One of the biggest bears on Wall Street has turned bullish: James Grant, author of the inimitable Grant’s Interest Rate Observer, argues this week in the Wall Street Journal that great downturns are followed by barn-burning recoveries. The bears are not taking this in stride. The Big Picture blog writes that Grant ignores “aspects to the current unraveling that are historically unique and extraordinarily unsettling.”
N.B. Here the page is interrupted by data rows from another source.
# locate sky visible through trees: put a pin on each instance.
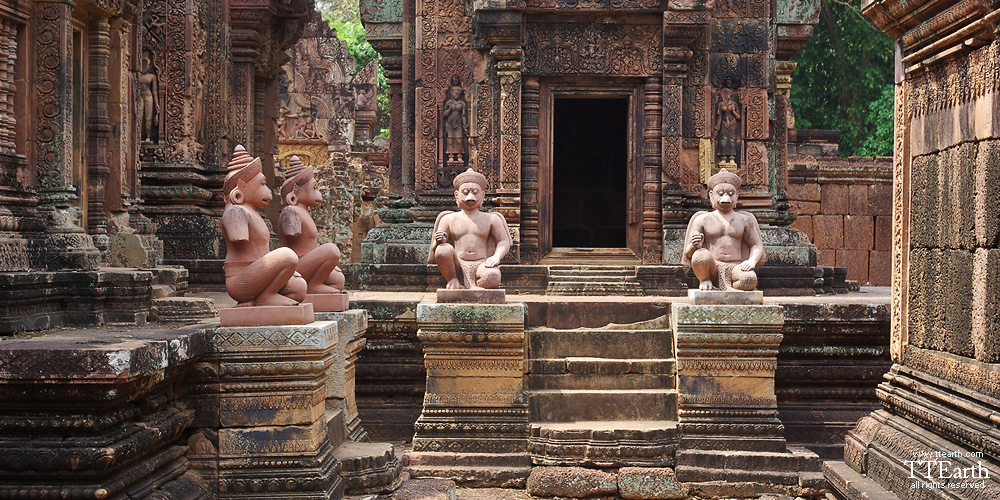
(844, 80)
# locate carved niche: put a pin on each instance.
(593, 49)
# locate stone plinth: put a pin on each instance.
(340, 386)
(727, 409)
(728, 297)
(88, 418)
(474, 423)
(327, 302)
(301, 314)
(472, 296)
(272, 389)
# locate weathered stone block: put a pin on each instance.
(858, 203)
(572, 482)
(836, 198)
(883, 233)
(859, 232)
(826, 257)
(804, 223)
(924, 192)
(242, 442)
(644, 483)
(985, 297)
(804, 192)
(879, 268)
(804, 207)
(829, 231)
(986, 196)
(856, 262)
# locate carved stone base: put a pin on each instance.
(327, 302)
(931, 439)
(41, 300)
(472, 296)
(301, 314)
(340, 386)
(475, 412)
(368, 468)
(271, 393)
(604, 444)
(727, 409)
(729, 297)
(81, 418)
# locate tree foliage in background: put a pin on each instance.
(344, 17)
(844, 81)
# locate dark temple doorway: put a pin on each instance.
(589, 172)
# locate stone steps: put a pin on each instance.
(604, 443)
(602, 397)
(599, 343)
(593, 280)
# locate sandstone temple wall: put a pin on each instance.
(942, 390)
(844, 207)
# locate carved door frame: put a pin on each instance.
(629, 88)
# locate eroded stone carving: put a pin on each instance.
(318, 264)
(254, 276)
(467, 245)
(724, 246)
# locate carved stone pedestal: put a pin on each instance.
(272, 433)
(474, 424)
(727, 410)
(351, 327)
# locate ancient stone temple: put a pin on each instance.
(934, 436)
(596, 122)
(117, 118)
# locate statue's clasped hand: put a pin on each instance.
(697, 239)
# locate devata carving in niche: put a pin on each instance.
(148, 90)
(727, 125)
(456, 124)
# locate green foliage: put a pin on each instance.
(344, 18)
(844, 81)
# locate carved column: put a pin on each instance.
(782, 110)
(652, 230)
(529, 171)
(242, 112)
(52, 137)
(509, 61)
(8, 54)
(674, 212)
(98, 129)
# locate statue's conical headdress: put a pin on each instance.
(469, 176)
(724, 177)
(242, 167)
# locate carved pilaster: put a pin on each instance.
(53, 137)
(509, 62)
(652, 231)
(8, 55)
(529, 171)
(98, 127)
(67, 246)
(674, 71)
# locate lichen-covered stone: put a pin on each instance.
(572, 482)
(644, 483)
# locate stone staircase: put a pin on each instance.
(573, 279)
(602, 397)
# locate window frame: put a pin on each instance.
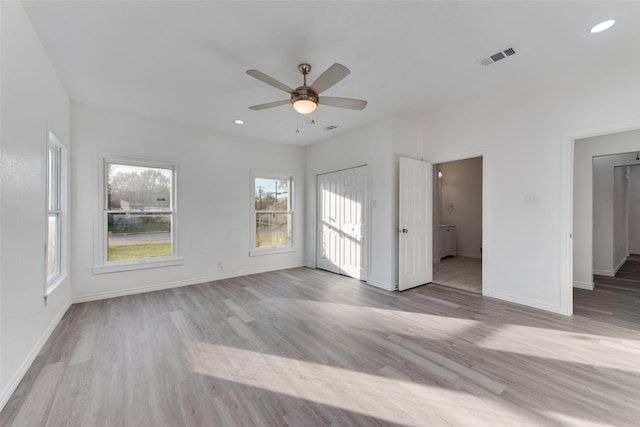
(102, 264)
(56, 205)
(266, 250)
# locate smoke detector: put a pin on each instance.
(497, 56)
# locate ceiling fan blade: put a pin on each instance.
(330, 77)
(350, 103)
(269, 80)
(270, 105)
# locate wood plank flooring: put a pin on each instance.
(304, 347)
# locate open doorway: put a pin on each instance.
(457, 213)
(601, 238)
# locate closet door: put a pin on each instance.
(329, 233)
(342, 200)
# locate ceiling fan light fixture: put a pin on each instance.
(602, 26)
(304, 106)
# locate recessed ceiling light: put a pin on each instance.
(602, 26)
Specifically, guest poster Michael J. Panzner parenthetically notes that “total credit market debt relative to gross domestic product is well beyond anything this country has ever witnessed.” In a comment on The Big Picture blog, Steve Barry, chief investment officer at Goldman Sachs Asset Management’s fundamental equity, provides the numbers on credit vs GDP :
We are now at 373%, basically flat from the 375% as of 1Q09. The highest ever before this run was 260% in 1935. The level at which the market crashed in 1929 was only 170%…the spike to 260% came as GDP plunged and the New Deal started. Total credit has basically been up non-stop since 1953, going really nuclear starting in 1980 at 160% up to 373% now. We will soon find out if deficits and debt don’t matter (low likelihood)…or perhaps we are in deep, deep trouble.
And I have the charts (click on the graphics to enlarge). The first shows the change in credit as a percent of GDP from the 1920s to 2008:
The second is an up close and personal illustration of credit market lift-off from 1980 to the first quarter of this year:
And, of course, I would add that all this debt accumulation won’t do any good going forward for the dollar or the ability of the US to borrow cheaply to fund its liabilities.